Мы смирились с тем, что видим их уже каждый день, и говорим с ними не задумываясь и не спотыкаясь (наутро после кинотеатра девушка, продававшая нам вино, удивилась, но ничего не сказала). Говорим на улице, говорим на лестнице, говорим закрывшись в собственной квартире. И говорим все дольше, с безумным волнением подмечая то, что она больше не надевает очки, а он больше не опирается при ходьбе на свой огромный зонт. Что их движения уже не так медлительны, и в их словах сквозит знакомый акцент, равно как в их жестах и в их воспоминаниях, которых мы стараемся не слышать. А еще в руках, которых мы стараемся не касаться. И было что-то неизбежное, почти механическое, в том, как ранней весной мы пили вино в мой день рождения и ели пасту с артишоками, и ты подарила мне белый пиджак. Ты попросила его надеть, ты настояла, ты принесла зеркало, и только тогда я закричал. И только в тот вечер я смог ответить на твой вопрос. Не знаю, черт возьми, я не знаю, зачем мы были здесь, но у нас есть еще время. Да, сказала ты, но уже апрель и его совсем мало.

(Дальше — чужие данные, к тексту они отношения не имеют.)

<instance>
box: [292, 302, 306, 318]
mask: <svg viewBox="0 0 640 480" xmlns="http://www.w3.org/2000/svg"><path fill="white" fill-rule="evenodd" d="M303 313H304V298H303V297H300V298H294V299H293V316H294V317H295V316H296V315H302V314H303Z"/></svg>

Так, что через неделю мы были в поезде, уставшие, но довольные побегом и тем, что нам удалось его скрыть. Сотни раз нам казалось, что они догадываются, что они постучат к нам в дверь, но мы оставили квартиру и выехали поздно ночью. Оставив после себя лишь старую мебель и несколько вещей, включая книгу итальянской поэзии.

И когда в вагоне поезда я следил за мерными движениями твоего сна, я все еще не мог поверить и на всякий случай стал мысленно рассказывать тебе все это - как делал еще много раз в будущем, и как делаю это теперь. И как рассказывал сразу после того, как мы приехали в этот город через несколько лет, и те окна были занавешены. Не так, как в каком-нибудь страшном фильме, когда каждую секунду ждешь того, что через мгновение они распахнутся, и ты увидишь лицо. Они были занавешены крепко, начисто, неподвижно. Мы спросили даму в желтом сарафане (да, да, она все еще носила его) про ее собаку, и она сказала, что собака уже очень стара и понемногу теряет интерес к жизни. И тогда, будто намеренно упуская случай, я малодушно промолчал, и ты спросила про тромбон, и поначалу она не могла вспомнить, но потом улыбнулась, слегка смутилась и поинтересовалась, почему мы спрашиваем, ведь все то время он играл именно в наших окнах.